Ей показалось, что слова Чермена открыли ей глаза. Прежде она смотрела на жизнь глазами Джанаспи и была недовольна, когда видела, что рушатся обычаи предков. Но если эти обычаи справедливы, то почему они только женщину связывали по рукам и ногам?
— Видишь, нана, — прервал мысли матери Хасанбег, — чему научился Чермен у своих большевиков!
— Так большевики говорят? — спросила Фатима.
— А кто же? Вот так новая власть и портит нашу жизнь, — зло сказал Хасанбег.
Фатима ничего не сказала. Она была на стороне Чернена, но, зная мысли Джанаспи и Хасанбега, скрыла свои думы: в этой семье все научились скрытничать.
Время шло. Наконец Джанаспи понял, что нельзя не вступить в колхоз, иначе семья помрет с голоду. Уже даже Хасанбег начал заговаривать с отцом о колхозе.
В один ненастный весенний день Джанаспи сидел в сарае и чинил конскую сбрую; около него сидела печальная Фатима.
— Что с тобой, жена? На дворе как будто и весна, а ты угрюма, как осень?
— Весна-то она весна, да чего нам радоваться? Не знаю, чем вас сегодня кормить…
Джанаспи отложил работу и нехотя улыбнулся.
— Там, где лошадь повалялась, хоть один волосок да остался. Я в свое время был немалым конем. Выкрутись как-нибудь два дня, потом легче станет. Сегодня пойду в колхоз, попрошу, чтобы записали.
Фатима просияла:
— Давно бы так!
Радостная ушла Фатима к очагу. Джанаспи остался один; шило и дратва выпали из его рук, и он, подняв голову к небу, воскликнул:
— Боже, боже, зачем ты напустил на меня этих большевиков!

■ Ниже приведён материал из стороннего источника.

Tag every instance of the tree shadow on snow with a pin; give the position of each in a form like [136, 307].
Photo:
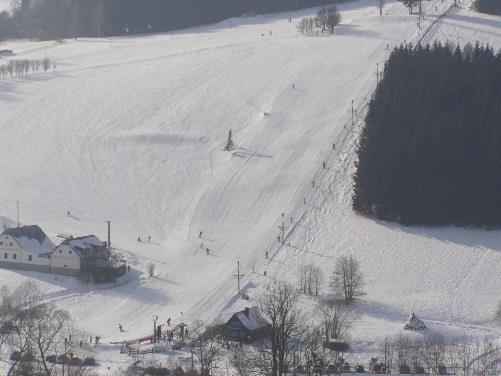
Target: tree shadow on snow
[470, 237]
[495, 23]
[351, 30]
[6, 90]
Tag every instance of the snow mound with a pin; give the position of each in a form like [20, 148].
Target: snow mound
[414, 324]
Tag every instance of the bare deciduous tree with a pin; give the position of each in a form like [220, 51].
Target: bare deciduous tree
[278, 304]
[347, 279]
[310, 279]
[204, 348]
[337, 319]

Камня на камне не осталось от святой старой жизни… Исламы и Тотырбеки на меня свысока смотрят, а я должен им кланяться, просить, чтобы меня приняли в колхоз…
Он опять взялся за работу.
В сарай вошел Хасанбег, снял шапку, встряхнул ее.
— Что слышно, мальчик? — не подымая головы, спросил Джанаспи.
— Да ничего особенного. На нихасе разговор только о прополке… Говорят, что в такую дождливую погоду кукуруза зарастет сорняком. Рассуждают уверенно, смело.
Джанаспи бросил работу и задумался.
— Да, сынок, теперь колхоз окреп и сам по себе не развалится. Война нужна, война!
— Это верно, но скажи, чем мы будем жить до этого?
— Я уже решил: запасов тратить не будем, пойдем в колхоз.
Хасанбег молчал. Джанаспи продолжал говорить, рассматривая починенный чересседельник.
— Пойдем в колхоз, будем работать втроем: женщин туда не пустим — мы до этого еще не опустились.
— Потерпим, отец, — сказал Хасанбег, — не допустят за границей, чтобы эта власть продержалась долго.
Джанаспи встал и ответил сыну:
— Может, смерть за мной придет раньше нашего избавления, может, я умирать буду долго и неохотно с жизнью расставаться, — тогда крикни мне только одно слово — колхоз! И я умру охотно, чтобы не видеть больше этих порядков.